When Unlikely Faces Encounter Memory: A One-Act Play Engaging The Imaginations Of Those Who Would Wish To Know The Yearnings Of The Jewish People
Prologue: [A memory: A beautiful afternoon at Sachne, Israel, a limpid, natural spring in the lower Galilee, July 1977. Children's voices screaming, laughing, crying, speaking rather loudly can be heard in the background.]
Panusch: Tzachi, see what a beautiful day it is! Come, let's sit down under this date tree. It'll supply us with shade and the fertility of thought. Attending a regional kibbutz high school, I feel left out from the whole religious scene. You're my cousin. Out mothers are sisters. Look at how wide a world there is between siblings!
Tzachi: Nu (Hebrew word indicating the intention to elicit continued dialogue). So what's there to discuss? My world is so vastly different from yours.
Panusch (Sighs.): So what. We're first cousins . . . the same age. Almost brothers. I want to listen about your world. I have aright. I am a Jew, too.
Tzachi: A Jew?
Panusch: Yes, a Jew.
Tzachi: You really want to knnow? All right, I'll tell you some things. You must study Tanakh (the Hebrew Bible) in school.
Panusch: Yes, we do. But I have a feeling it's not the way you do.
Tzachi: That's for sure. Do you question?

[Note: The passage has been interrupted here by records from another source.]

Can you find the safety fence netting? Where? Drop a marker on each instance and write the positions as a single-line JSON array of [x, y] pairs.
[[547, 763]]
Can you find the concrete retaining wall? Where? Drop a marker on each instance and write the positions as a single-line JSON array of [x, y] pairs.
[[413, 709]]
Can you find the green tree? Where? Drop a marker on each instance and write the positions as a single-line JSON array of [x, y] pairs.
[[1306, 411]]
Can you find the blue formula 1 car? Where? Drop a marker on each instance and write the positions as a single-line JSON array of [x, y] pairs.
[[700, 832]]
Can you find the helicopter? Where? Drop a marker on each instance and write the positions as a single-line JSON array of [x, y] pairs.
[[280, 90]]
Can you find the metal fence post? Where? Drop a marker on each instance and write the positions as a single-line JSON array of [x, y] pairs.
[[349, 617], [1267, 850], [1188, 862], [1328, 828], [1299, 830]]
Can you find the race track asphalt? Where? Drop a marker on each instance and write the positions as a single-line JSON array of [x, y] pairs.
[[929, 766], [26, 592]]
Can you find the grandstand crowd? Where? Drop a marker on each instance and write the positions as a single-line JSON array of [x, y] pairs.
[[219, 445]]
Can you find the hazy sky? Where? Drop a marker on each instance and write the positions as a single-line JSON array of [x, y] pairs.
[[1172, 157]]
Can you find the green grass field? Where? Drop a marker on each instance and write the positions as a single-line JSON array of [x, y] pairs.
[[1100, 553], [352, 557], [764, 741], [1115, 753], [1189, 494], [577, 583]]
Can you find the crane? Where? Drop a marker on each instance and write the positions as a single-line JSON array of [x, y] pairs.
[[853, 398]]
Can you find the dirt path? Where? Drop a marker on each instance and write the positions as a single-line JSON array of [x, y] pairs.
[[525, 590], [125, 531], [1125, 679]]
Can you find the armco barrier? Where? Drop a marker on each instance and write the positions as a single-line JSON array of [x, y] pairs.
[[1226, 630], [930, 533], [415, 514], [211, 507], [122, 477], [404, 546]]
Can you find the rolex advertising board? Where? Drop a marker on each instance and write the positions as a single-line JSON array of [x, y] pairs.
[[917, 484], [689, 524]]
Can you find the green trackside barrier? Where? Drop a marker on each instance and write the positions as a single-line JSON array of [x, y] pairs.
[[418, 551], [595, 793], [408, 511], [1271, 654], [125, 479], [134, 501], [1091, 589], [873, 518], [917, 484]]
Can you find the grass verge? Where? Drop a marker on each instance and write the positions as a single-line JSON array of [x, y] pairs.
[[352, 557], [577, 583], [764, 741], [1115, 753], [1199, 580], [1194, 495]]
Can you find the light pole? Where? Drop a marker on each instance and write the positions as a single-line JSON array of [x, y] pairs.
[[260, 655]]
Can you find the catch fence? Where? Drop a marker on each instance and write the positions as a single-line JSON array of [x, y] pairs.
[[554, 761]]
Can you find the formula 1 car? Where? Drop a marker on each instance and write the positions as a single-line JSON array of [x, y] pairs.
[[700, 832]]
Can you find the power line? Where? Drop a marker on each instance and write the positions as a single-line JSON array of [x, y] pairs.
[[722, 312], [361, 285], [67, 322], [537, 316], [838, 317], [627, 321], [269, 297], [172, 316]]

Panusch: What? Do we question?
Tzachi: I mean, do you sit in pairs and study commentary on the Torah? Do you have havrutot in your school? I mean, do you take a tractate, a part of the Mishnah (the oral Torah) and its commentary in the Gemara (rabbinic commentary on the oral Torah) on a given passage in the Torah? Try to figure out the meaning of the Torah passage as it relates to the larger picture in which it fits . . . and to your own lives. You see, studying Jewish tradition lets you better understand and follow Jewish law. It's a kind of contesting each other's understanding of the Law.
Panusch: Where does the questioning come from?

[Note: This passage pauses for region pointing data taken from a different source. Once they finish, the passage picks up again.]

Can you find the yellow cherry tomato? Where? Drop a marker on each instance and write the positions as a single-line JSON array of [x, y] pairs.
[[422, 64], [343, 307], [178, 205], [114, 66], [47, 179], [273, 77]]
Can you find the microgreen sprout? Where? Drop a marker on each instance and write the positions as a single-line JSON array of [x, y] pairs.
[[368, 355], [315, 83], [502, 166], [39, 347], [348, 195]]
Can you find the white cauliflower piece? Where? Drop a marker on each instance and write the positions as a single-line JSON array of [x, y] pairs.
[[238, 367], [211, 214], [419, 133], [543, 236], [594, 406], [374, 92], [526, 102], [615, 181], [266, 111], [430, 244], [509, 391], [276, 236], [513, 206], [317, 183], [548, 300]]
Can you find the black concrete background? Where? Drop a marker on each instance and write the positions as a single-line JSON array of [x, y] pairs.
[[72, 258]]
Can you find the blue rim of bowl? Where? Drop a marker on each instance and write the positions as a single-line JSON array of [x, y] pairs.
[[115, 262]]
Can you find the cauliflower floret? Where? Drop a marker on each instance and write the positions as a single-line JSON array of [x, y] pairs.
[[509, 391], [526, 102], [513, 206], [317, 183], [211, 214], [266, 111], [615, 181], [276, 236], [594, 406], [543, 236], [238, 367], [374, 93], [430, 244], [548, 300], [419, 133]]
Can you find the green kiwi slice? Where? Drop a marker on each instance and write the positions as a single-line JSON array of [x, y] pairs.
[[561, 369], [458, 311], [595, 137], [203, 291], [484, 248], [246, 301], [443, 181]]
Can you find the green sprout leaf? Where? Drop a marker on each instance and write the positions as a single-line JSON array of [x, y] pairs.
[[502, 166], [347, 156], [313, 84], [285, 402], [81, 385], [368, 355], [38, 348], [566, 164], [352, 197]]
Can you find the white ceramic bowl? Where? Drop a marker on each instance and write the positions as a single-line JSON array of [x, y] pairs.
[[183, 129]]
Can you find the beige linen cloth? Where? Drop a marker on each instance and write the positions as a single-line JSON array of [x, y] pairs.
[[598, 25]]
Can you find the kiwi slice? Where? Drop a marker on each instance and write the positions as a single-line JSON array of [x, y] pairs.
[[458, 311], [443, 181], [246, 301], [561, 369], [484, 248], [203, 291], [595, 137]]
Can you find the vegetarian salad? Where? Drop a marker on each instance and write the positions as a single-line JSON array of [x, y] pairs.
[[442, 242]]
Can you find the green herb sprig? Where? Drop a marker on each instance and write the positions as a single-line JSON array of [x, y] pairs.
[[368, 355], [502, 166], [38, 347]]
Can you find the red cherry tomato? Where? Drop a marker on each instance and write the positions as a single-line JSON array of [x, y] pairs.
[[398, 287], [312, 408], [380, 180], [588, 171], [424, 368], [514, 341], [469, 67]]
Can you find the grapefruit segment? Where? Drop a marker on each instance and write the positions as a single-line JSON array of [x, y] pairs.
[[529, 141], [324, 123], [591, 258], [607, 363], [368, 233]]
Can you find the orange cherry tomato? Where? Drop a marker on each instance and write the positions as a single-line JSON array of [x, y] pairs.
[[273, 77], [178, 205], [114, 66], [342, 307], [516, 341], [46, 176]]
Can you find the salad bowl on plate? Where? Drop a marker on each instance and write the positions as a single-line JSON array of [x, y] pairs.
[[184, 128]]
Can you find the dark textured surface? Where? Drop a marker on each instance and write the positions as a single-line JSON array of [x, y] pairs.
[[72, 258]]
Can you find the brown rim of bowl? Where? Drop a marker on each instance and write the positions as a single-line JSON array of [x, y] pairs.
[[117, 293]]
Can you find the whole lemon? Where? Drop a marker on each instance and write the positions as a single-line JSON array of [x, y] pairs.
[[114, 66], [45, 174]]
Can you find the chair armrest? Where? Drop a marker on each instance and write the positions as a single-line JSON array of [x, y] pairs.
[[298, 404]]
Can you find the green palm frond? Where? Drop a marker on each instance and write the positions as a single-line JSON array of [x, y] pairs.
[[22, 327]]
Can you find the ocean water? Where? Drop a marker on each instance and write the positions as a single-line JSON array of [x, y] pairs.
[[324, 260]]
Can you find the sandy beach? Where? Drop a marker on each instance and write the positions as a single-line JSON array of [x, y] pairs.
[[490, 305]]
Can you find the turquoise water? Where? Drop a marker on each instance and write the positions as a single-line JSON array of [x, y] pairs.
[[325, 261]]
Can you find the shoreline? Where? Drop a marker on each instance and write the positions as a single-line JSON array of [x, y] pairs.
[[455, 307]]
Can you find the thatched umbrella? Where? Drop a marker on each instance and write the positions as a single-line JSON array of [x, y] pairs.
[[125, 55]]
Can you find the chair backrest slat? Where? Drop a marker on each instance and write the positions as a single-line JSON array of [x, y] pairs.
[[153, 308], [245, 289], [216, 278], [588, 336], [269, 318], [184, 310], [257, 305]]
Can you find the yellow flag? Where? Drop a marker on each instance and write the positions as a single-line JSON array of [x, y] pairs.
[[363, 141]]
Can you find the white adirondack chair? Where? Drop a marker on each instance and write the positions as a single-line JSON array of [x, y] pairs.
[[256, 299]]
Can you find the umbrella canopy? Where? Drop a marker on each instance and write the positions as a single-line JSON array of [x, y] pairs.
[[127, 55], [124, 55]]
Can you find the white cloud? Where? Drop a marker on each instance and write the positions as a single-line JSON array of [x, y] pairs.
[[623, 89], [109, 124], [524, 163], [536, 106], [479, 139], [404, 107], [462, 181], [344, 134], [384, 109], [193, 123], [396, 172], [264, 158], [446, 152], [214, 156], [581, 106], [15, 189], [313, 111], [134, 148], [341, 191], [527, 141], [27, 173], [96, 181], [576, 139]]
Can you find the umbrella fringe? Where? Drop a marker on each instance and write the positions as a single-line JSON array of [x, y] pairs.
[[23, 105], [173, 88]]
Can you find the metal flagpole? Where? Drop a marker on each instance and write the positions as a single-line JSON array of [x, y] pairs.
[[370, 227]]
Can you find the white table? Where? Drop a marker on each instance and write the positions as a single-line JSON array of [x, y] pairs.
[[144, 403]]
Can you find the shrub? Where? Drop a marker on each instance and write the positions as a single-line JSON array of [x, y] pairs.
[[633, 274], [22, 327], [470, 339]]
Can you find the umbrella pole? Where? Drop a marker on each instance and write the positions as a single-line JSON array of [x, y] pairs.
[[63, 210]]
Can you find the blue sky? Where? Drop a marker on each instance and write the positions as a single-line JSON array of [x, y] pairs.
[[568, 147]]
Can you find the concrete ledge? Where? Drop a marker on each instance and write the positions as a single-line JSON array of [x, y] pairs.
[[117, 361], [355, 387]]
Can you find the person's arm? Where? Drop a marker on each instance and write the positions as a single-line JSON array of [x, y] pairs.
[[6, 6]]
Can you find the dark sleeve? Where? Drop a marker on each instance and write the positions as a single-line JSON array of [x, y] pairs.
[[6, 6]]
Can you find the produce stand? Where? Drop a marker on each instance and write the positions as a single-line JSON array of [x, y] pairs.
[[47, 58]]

Tzachi: (Quietly, almost to himself.) Come in? (Louder as if to an unseen audience.) Come in? It's all part of the same process. I explain a passage, a sentence, or even a part of a sentence. (Louder.) You explain the same passage, sentence, or part thereof. (Louder.) We dispute and cooperate in an endeavor to comprehend the passage, sentence, or part of the sentence as it explains some small portion of the Law. (Louder.) We play off each other and thereby learn from both the Talmudic (pertaining to the central rabbinic text in Judaism) commentator and each other's explanation. To be sure, we both learn something deeply spiritual from this experience. It's a purely chavaya datit (Hebrew: deeply felt religious experience).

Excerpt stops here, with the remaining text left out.